Paige leaned farther. Her glasses slipped, fell— plop, ching-. —into a pile of cans and half-eaten hot dogs. Great. "I think you just ate too much."
Paige's hot dog churned in her stomach, as well, from fear more than indigestion. Her hands still shook after seeing Kirstie with that man. Had it been her imagination that he was too careful in keeping his face averted? She couldn't remember anything more than a big man with blond hair—a description that fit much of the male population in this area packed with folks of Swedish and German descent.
So what if he was a guard of some sort? He could have been anyone. Kurt's connections were so scummy her teeth clattered in fear over the possibility that any of it might come near her daughter.
What could they want from her? Kurt had been in debt up to his lying eyeballs. She'd sold off everything for a fresh start in a place that had one of the lowest crime rates in the country, a great big plus for moving home to North Dakota.
Kirstie straightened and sagged back against Paige's chest.
"All done, punkin?"
She nodded. Paige set her on her feet and rifled through her backpack for wet wipes, most everything in the distance a blur, but retrieving her glasses would have to wait. She swiped around the tiny pink mouth.
Kirstie hiccupped. "How do you know it's not malaria?"
"You don't have a fever." She smoothed a second wipe over her daughter's cool forehead then along her hands.
"But I feel hot, really hot. How do you know for sure?"
"I'm the mama." She wadded up the wipes and pitched them in the trash—aw, hell, where her glasses were. "I know everything."
What a joke.
"But you said yesterday you don't know how one kid can go through five outfits in a day.
So see? You might not know this, neither," she whispered. "I'm gonna hafta go to the doctor."
Patience, she reminded herself. As difficult as this was for her, it was worse for Kirstie.
"I'll take your temperature when we get home. I promise."
Hiccup. "'Kay."
A lanky shadow stretched over them. Bo. Heat prickled up her neck until she longed to soothe a wet wipe over her skin, too.
"Wanna pass me one of those for my boots?"
She winced and gave him the whole travel container. "Oh, sure. I'm so sorry about this."
"No problem." He knelt, swiping a clean sheen back to black leather. "It wasn't like she could help it. And this isn't the first time my boots have been thrown up on."

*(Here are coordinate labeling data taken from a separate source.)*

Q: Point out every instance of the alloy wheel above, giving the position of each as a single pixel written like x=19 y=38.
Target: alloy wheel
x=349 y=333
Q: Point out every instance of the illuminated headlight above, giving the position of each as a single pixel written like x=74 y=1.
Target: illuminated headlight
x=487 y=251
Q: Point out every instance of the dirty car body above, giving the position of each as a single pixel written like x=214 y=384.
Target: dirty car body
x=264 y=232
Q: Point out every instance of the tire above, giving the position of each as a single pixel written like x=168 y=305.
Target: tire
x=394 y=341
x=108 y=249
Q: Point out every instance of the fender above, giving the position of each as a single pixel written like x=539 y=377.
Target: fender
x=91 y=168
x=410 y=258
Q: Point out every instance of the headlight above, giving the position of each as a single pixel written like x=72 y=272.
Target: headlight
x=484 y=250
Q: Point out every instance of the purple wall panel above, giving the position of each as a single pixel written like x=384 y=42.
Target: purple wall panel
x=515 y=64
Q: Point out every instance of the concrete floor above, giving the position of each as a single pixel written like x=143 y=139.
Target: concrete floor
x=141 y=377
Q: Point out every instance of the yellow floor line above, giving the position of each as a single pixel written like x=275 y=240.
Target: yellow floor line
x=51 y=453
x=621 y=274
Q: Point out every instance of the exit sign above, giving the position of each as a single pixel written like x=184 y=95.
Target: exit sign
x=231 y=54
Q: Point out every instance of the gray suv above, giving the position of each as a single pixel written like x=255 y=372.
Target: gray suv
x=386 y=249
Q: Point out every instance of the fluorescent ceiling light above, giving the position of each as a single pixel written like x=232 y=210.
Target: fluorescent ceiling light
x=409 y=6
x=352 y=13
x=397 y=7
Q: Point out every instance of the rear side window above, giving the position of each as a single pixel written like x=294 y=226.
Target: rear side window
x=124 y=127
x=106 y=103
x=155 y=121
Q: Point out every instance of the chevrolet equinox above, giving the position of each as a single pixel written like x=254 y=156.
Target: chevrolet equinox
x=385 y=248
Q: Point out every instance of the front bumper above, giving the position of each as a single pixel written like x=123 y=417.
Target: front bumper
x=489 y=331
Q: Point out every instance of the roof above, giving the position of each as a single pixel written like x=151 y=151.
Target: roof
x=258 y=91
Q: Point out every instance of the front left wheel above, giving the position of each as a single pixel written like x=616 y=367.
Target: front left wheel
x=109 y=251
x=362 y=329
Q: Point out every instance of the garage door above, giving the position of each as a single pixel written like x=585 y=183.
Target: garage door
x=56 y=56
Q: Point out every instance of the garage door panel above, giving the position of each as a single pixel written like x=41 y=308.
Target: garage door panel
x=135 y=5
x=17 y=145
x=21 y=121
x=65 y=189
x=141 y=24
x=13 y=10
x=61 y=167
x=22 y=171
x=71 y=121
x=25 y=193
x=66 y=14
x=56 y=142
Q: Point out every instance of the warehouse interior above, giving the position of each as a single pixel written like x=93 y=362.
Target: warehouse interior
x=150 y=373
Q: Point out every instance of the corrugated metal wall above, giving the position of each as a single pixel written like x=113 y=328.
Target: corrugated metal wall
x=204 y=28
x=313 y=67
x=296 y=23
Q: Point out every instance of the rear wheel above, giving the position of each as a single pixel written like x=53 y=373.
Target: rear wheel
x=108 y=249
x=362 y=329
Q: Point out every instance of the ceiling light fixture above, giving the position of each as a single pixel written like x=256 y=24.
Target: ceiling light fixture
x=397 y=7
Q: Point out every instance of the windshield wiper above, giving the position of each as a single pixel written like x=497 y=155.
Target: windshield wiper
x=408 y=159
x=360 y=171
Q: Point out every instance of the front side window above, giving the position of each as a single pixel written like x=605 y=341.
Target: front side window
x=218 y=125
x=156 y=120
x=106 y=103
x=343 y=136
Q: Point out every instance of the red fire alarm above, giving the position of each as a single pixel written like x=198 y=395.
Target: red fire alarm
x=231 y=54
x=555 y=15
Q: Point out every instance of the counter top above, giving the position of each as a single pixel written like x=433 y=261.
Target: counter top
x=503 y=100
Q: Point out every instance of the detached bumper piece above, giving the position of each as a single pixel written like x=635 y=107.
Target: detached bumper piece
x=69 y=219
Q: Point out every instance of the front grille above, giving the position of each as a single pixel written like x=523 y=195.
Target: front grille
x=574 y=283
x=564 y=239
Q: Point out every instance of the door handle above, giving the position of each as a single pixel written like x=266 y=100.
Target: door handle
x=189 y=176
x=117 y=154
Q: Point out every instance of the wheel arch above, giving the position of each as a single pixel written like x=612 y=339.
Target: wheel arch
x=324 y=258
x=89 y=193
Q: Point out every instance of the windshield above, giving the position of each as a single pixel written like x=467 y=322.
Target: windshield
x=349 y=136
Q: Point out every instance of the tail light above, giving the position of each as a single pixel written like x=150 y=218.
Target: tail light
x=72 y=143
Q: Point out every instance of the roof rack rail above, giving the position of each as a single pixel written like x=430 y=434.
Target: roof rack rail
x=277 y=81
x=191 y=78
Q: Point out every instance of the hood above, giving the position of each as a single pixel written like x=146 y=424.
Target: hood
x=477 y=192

"You're only saying that to make me feel better."
"No way." He stood, tall, taller still until his shadow engulfed her. "I was in Guam a couple of years ago, and we had this great luau that left one of the flyers green the next morning."
Kirstie looked up from Paige's leg. "Did he have malaria?"

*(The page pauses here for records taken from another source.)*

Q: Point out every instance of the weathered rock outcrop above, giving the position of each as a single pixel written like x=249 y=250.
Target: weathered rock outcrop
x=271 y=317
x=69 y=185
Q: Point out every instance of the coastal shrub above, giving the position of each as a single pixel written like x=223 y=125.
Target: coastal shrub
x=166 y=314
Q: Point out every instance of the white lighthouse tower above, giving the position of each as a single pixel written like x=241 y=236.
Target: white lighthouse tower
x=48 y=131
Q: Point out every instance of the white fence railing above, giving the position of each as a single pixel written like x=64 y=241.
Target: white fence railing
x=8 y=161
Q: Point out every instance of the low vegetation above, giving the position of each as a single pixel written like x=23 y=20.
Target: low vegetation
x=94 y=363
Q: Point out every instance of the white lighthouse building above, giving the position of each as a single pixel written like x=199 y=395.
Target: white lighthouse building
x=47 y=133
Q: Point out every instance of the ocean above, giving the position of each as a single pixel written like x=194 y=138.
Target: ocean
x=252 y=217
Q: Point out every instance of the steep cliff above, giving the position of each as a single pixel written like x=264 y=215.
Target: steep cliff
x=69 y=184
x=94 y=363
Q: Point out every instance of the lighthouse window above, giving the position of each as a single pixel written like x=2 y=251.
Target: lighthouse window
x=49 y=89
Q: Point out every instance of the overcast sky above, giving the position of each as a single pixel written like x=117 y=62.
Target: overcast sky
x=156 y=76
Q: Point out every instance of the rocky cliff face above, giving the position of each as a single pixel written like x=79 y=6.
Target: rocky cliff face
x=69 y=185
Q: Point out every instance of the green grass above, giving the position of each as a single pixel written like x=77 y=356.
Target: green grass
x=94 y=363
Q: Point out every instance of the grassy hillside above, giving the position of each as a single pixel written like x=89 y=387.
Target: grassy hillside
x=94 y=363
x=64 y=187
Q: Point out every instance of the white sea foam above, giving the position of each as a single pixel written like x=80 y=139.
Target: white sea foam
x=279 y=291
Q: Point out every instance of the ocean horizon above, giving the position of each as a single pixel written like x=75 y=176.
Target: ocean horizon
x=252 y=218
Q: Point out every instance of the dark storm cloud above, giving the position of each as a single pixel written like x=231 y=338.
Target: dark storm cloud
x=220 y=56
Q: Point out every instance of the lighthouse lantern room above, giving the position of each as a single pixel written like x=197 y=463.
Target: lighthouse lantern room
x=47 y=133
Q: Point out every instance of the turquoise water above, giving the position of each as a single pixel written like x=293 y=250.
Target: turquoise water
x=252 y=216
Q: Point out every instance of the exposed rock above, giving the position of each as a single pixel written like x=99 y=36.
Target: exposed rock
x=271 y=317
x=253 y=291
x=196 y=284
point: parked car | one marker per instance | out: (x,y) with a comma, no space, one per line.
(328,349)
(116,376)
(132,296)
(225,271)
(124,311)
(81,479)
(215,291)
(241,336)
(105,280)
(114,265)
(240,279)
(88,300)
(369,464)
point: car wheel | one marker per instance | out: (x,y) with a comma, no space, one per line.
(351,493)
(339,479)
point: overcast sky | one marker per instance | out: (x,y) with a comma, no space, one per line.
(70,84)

"No, Cupcake." He chucked her chin. "Bad swordfish."
Bo leaned past into the trash can, presenting a blurry-but-dog-gone-well-clear-enough image of long legs, lean h*ps and a perfect butt. Must be the flight suit. It had to be the flight suit making him so appealing. Surely he wouldn't look as incredible out of it.
Out of the flight suit? Now there was an image she did not need, since visions in her head were crystal clear.
He straightened, her shattered glasses dangling from between his fingers. "I hope you have a spare set with you."
She stared at her last pair of glasses. It would cost her a hundred bucks she couldn't afford to get new ones. "No spare set, here or at home."